Thursday, February 15, 2007
By JASON REMILLARD
LUDLOW - From the outside, the little storefront on East Street that houses the Marco Alvan Brazilian Jiu Jitsu Academy looks like any other martial arts school.
Inside, however, Alvan is helping his top protg and childhood friend from Brazil train for the biggest fight of his Ultimate Fighting Championship career.
Gabriel "Napao" Gonzaga, who moved to Ludlow last summer from Rio de Janeiro, is 3-0 on the UFC's pay-per-view events and holds a 7-1 overall mixed martial arts record.
That recent string of success has led to Gonzaga, 27, taking on his toughest challenge to date. On April 21 in Manchester, England, he will face one of the most feared fighters in the world - Mirko "Cro Cop" Filipovic - in the main event of "UFC 70."
"That's the most important commitment of my life," Gonzaga said through Alvan, his trainer and interpreter. "Everybody knows (Filipovic) is the No.1 fighter in the world at the moment."
Filipovic, a former anti-terrorism commando in the Croatian special police, has built a reputation in the mixed martial arts community for his devastating knockout power. He is especially proficient at ending fights with his high left-leg kicks to the head.
With his penchant for putting opponents to sleep quickly, Filipovic is UFC's version of Mike Tyson, circa 1986.
In order to play the Buster Douglas role, Gonzaga will have to take Filipovic off his feet and look to end the fight with one of his array of Brazilian jiu jitsu submission holds.
"I know what I'm going to do to win this fight," Gonzaga said. "I think he has enough skills on the ground, but he's a dangerous stand-up fighter."

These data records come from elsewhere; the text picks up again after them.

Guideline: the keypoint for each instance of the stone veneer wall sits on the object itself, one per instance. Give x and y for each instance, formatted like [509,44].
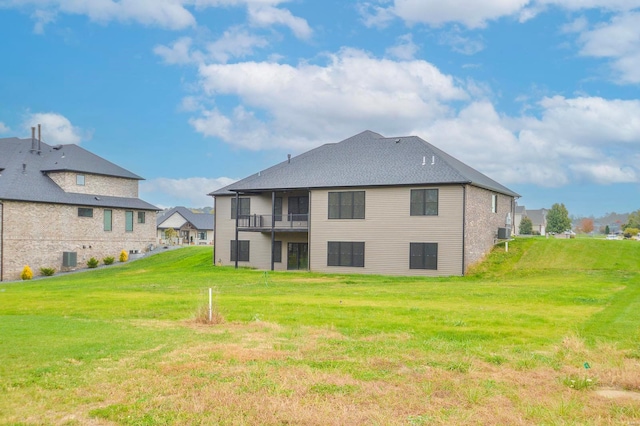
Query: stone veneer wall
[481,224]
[96,184]
[36,234]
[1,207]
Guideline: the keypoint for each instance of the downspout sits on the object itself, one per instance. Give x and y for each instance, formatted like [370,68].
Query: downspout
[215,218]
[273,228]
[309,234]
[464,221]
[1,241]
[237,215]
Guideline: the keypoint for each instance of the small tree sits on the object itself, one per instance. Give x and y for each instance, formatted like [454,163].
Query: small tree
[586,225]
[633,221]
[27,273]
[170,234]
[558,219]
[526,226]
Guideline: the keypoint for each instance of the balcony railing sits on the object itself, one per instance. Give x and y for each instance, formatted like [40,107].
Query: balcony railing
[257,222]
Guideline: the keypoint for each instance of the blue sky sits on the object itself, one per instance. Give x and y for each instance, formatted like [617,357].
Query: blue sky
[541,95]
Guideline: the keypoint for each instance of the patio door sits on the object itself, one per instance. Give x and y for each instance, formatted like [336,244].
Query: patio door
[298,256]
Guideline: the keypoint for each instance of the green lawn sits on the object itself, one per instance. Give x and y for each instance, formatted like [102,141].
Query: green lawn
[504,345]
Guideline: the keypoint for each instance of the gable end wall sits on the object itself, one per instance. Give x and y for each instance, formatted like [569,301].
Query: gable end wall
[481,224]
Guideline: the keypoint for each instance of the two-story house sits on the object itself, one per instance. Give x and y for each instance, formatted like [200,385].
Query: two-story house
[368,204]
[61,205]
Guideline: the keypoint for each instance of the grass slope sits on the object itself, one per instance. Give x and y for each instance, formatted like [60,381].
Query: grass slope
[504,345]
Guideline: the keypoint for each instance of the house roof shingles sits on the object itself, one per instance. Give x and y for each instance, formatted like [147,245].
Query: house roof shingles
[23,175]
[367,159]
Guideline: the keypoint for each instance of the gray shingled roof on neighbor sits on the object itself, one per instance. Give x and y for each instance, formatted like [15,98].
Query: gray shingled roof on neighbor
[23,175]
[197,220]
[538,217]
[367,159]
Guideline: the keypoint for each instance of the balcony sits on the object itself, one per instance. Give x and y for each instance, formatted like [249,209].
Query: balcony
[283,223]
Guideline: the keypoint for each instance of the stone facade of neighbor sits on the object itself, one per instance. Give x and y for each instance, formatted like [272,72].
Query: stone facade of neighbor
[63,202]
[30,240]
[96,184]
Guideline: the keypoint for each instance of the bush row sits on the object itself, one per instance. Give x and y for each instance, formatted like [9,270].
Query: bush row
[27,272]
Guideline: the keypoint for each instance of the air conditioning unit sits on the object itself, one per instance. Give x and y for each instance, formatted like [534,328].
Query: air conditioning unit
[69,259]
[504,233]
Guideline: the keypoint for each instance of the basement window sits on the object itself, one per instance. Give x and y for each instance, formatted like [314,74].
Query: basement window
[85,212]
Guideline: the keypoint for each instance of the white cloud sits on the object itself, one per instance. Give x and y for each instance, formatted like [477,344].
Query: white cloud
[178,53]
[234,43]
[266,16]
[471,13]
[405,49]
[170,14]
[56,128]
[190,192]
[460,43]
[573,140]
[474,13]
[619,41]
[289,106]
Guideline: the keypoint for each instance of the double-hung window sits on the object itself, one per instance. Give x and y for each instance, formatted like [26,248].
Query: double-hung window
[85,212]
[424,202]
[128,221]
[298,208]
[108,220]
[345,253]
[423,256]
[243,255]
[346,205]
[245,207]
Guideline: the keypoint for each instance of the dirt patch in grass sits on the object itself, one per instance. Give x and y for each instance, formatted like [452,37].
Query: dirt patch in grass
[618,393]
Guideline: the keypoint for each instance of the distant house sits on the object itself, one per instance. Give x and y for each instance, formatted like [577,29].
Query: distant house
[191,228]
[368,204]
[520,212]
[538,221]
[61,205]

Gonzaga's most recent outing inside the Octagon opened the eyes of UFC matchmakers. At "UFC 66" Dec. 30 in Las Vegas, Gonzaga showed all facets of his fighting style in a first-round victory over Carmelo Marrero.
The 6-foot-1, 242-pound Gonzaga rocked Marrero with a hard punch before taking him to the mat to begin a textbook display of Brazilian jiu jitsu. Marrero fought out of an attempted side choke, but eventually succumbed to a perfect armbar.
Marrero had no other option but to tap out, giving the former bouncer the victory by submission. Gonzaga reportedly earned $18,000 for only three minutes, 22 seconds of work.
"My team studied Carmelo Marrero a lot, and we knew, sooner or later, the fight was going to end on the ground," Gonzaga said. "I was glad to be able to get the takedown early and be able to apply my Brazilian jiu jitsu."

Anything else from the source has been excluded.